Dirigieron sus pasos al antiguo hospicio que hacía las veces de escuela, sorprendiéndose al encontrar aún viva a la Marquesa. Estaba envejecida, sí, pero aún conservaba la elegancia aprendida y su mirada inteligente y despierta. Fabiola no disimuló su alegría por verla con tan buena salud y le presentó a su marido. Le agradeció todo lo que había hecho por ella y que sus esfuerzos habían dado sus frutos, ya que había huido de aquel infierno insulso y de esas gentes embrutecidas y vacías. La Marquesa, apoyándose en su bastón se sentó en una banqueta y se dispuso a dar una lección a la joven. Todo el pueblo escuchaba.

- Te mandé a la ciudad para tener más posibilidades, para que forjaras una vida más rica y plena. Te mandé para que leyeras, estudiaras y abrieras tu mente, no para que la cerraras y despreciaras a tus semejantes. Tu familia ha hecho muchos esfuerzos para recibir tal desprecio. Quería que aprendieras cómo funciona el mundo. Sin embargo, te has vuelto altiva y arrogante porque te has casado con un burgués viudo. Bien. Enhorabuena. Es el resultado de tener cierta belleza y algo de seso. Pero no desprecies a mi gente. No escupas sobre Catalina, que siendo viuda y con cinco hijos, ha sacado a todos y cada uno adelante. No difames a Francisca, que con un marido tullido, se desloma a diario para llevar el pan todos los días a la mesa. No infravalores el dolor de Juana, que ha tenido que mandar a su único hijo a la terrible guerra de Cuba. ¿Qué sabes tú del sacrificio? ¿Qué sabes tú del dolor? Esas mujeres han aprendido más de la vida que tú teniendo más oportunidades. Vuelve a la capital, desagradecida. Y no vuelvas más a mis tierras.
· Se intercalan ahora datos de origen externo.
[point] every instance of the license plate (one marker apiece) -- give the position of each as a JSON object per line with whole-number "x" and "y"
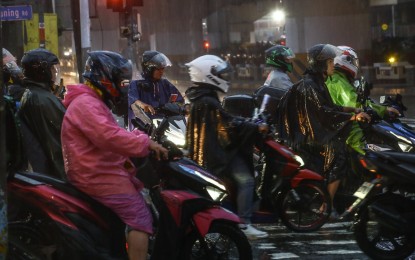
{"x": 363, "y": 190}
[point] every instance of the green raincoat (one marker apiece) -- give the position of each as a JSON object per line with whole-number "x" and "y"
{"x": 344, "y": 94}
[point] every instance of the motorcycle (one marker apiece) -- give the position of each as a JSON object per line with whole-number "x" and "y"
{"x": 384, "y": 225}
{"x": 390, "y": 130}
{"x": 287, "y": 191}
{"x": 51, "y": 219}
{"x": 387, "y": 133}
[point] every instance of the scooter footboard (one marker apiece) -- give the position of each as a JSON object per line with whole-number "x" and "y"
{"x": 203, "y": 219}
{"x": 305, "y": 174}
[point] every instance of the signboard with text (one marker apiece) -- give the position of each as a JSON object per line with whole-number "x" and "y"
{"x": 15, "y": 13}
{"x": 31, "y": 32}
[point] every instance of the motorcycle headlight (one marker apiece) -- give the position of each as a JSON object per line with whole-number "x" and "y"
{"x": 405, "y": 147}
{"x": 216, "y": 194}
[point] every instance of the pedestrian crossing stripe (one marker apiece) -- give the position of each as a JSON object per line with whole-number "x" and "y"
{"x": 283, "y": 255}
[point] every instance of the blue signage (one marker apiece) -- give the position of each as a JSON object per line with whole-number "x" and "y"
{"x": 15, "y": 13}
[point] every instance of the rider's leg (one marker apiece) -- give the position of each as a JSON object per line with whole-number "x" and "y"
{"x": 245, "y": 184}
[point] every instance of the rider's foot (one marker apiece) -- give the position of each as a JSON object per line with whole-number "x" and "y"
{"x": 251, "y": 232}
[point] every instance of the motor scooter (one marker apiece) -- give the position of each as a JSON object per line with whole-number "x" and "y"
{"x": 287, "y": 191}
{"x": 384, "y": 226}
{"x": 51, "y": 219}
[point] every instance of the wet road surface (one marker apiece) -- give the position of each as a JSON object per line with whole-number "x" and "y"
{"x": 333, "y": 241}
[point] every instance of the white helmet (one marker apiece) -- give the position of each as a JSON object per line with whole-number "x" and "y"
{"x": 347, "y": 61}
{"x": 210, "y": 69}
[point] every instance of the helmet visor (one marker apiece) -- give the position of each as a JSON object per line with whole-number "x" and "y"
{"x": 328, "y": 52}
{"x": 159, "y": 61}
{"x": 55, "y": 71}
{"x": 222, "y": 71}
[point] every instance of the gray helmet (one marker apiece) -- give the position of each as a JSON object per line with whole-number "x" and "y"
{"x": 318, "y": 55}
{"x": 37, "y": 64}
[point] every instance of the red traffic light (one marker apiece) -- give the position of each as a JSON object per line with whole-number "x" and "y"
{"x": 115, "y": 5}
{"x": 206, "y": 44}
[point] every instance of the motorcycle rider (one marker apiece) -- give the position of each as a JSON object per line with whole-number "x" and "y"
{"x": 152, "y": 90}
{"x": 97, "y": 150}
{"x": 312, "y": 123}
{"x": 278, "y": 82}
{"x": 343, "y": 92}
{"x": 12, "y": 76}
{"x": 219, "y": 141}
{"x": 41, "y": 112}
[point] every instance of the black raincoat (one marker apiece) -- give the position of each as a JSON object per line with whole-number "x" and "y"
{"x": 214, "y": 136}
{"x": 42, "y": 113}
{"x": 311, "y": 123}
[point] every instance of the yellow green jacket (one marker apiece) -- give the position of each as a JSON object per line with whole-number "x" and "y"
{"x": 344, "y": 94}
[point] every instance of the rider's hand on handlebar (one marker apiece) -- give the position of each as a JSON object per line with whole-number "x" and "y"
{"x": 159, "y": 151}
{"x": 362, "y": 117}
{"x": 392, "y": 112}
{"x": 263, "y": 128}
{"x": 146, "y": 107}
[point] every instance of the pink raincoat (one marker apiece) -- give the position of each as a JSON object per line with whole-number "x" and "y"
{"x": 96, "y": 153}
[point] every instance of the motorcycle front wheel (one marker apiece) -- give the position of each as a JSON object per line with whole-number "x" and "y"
{"x": 306, "y": 207}
{"x": 377, "y": 240}
{"x": 223, "y": 241}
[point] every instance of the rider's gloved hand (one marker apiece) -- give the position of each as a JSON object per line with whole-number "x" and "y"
{"x": 159, "y": 151}
{"x": 146, "y": 107}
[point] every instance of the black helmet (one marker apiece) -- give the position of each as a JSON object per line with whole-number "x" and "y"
{"x": 154, "y": 60}
{"x": 37, "y": 65}
{"x": 11, "y": 71}
{"x": 319, "y": 54}
{"x": 277, "y": 56}
{"x": 106, "y": 70}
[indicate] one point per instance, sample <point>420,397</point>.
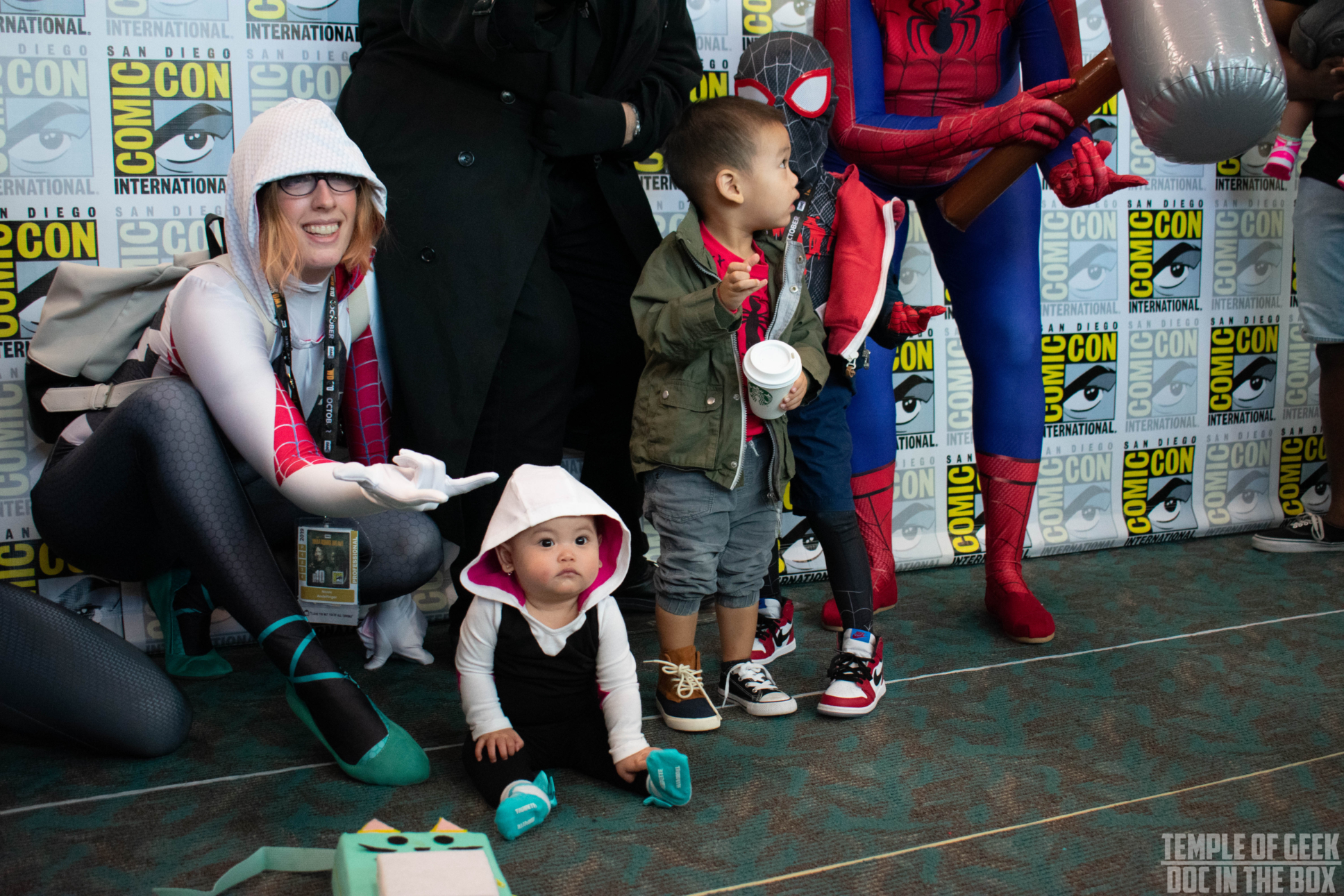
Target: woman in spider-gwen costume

Ni Fabiola, ni su marido fueron capaces de replicar. Avergonzados, se dieron la vuelta y volvieron al carruaje ante la silenciosa muchedumbre, que miraba a la Marquesa con orgullo. Nunca más volvieron. Nadie les quería allí. Ni su propia familia, a la que no ayudó y ni se acordó de ella hasta que fueron muriendo de forma natural con el paso del tiempo. Ya envejecida, y con su hijos y nietos en una posición acomodada, pero menos de lo que cabría esperar, empezaron los arrepentimientos tardíos. Se dio cuenta que tuvo una vida lujosa pero vacía. No había tenido que luchar por nada, ni por nadie. Todo lo que le rodeaba carecía de sentido y valor. No era suyo. Mientras la Marquesa, que murió poco después de su encuentro, tuvo gente que rezó por ella, la veneró y la honró hasta que se perdió en la memoria de las gentes del lugar. Consiguió algo que siempre fue esquivo a Fabiola: el Amor basado en la entrega y el respeto, sin juicios de valor y el odio que pudre el corazón. Y se perdió la mayor de las recompensas por ello: encontrarle sentido a la vida.